Friday, 08 May 2020
The EU Commission yesterday published a new plan for member states to increase their efforts to fight money laundering and the financing of terrorist activity.
“We need to put an end to dirty money infiltrating our financial system,” said Valdis Dombrovskis, Commissioner for financial services.
“Today we are further bolstering our defences to fight money laundering and terrorist financing, with a comprehensive and far-reaching Action Plan. There should be no weak links in our rules and their implementation.

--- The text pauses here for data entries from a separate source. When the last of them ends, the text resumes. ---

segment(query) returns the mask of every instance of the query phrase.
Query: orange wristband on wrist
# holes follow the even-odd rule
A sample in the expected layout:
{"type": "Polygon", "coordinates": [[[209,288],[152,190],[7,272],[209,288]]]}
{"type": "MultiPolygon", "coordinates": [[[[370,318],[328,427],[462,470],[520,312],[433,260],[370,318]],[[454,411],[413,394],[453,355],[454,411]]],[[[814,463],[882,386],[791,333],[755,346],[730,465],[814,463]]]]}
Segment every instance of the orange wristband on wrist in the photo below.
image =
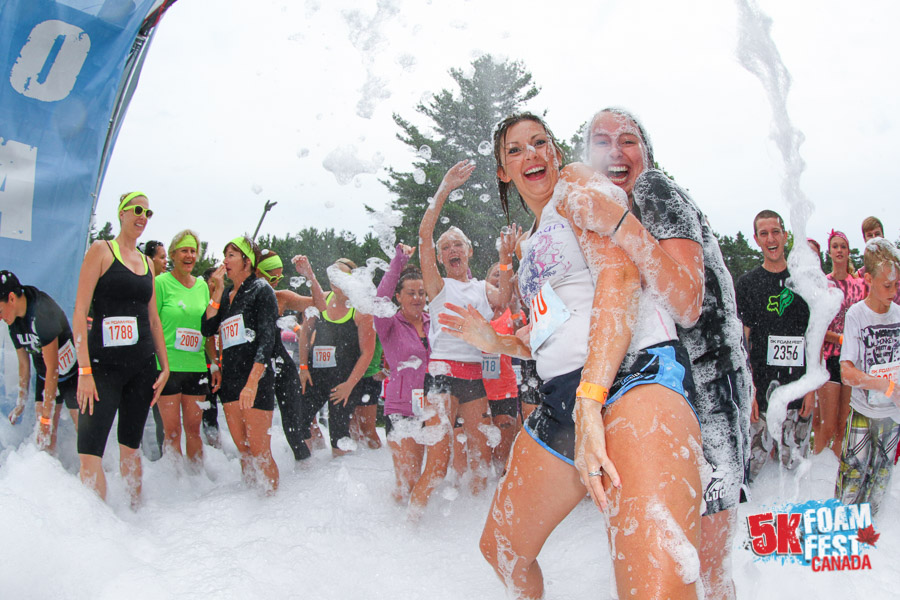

We are committed to delivering on all these actions – swiftly and consistently – over the next 12 months.”
The action plan is built on six pillars:
The implementation of EU rules by member states, without which no plan has a chance of succeeding;
Not only common rules across the EU, but also common guidelines for implementing the rules – something that still often differs from country to country;
EU-level supervision in the place of national supervision – something that is certain to be greeted with opposition by some member states;
Coordination and support for national financial intelligence units, which identify transactions and activities that might point towards criminal activity;
Public-private cooperation, for example between banks and police, to ensure the most effective exchange of information;
Improving and reinforcing the global role of the EU in this area.
The Commission has also decided to update its list of high-risk third countries, last updated in 2018. Bosnia-Herzegovina, Ethiopia, Guyana, Laos, Sri Lanka and Tunisia have been removed from the list.
New arrivals are the Bahamas, Barbados, Botswana, Cambodia, Ghana, Jamaica, Mauritius, Mongolia, Myanmar, Nicaragua, Panama and Zimbabwe.
“Fighting money laundering is as relevant now as before the pandemic,” Commissioner Dombrovskis said at a press conference.
“In fact, coronavirus-related crime and the laundering of its proceeds is on the rise, according to Europol and national law enforcement authorities. Today’s plan will protect our financial system and make sure that the internal market works properly and smoothly.”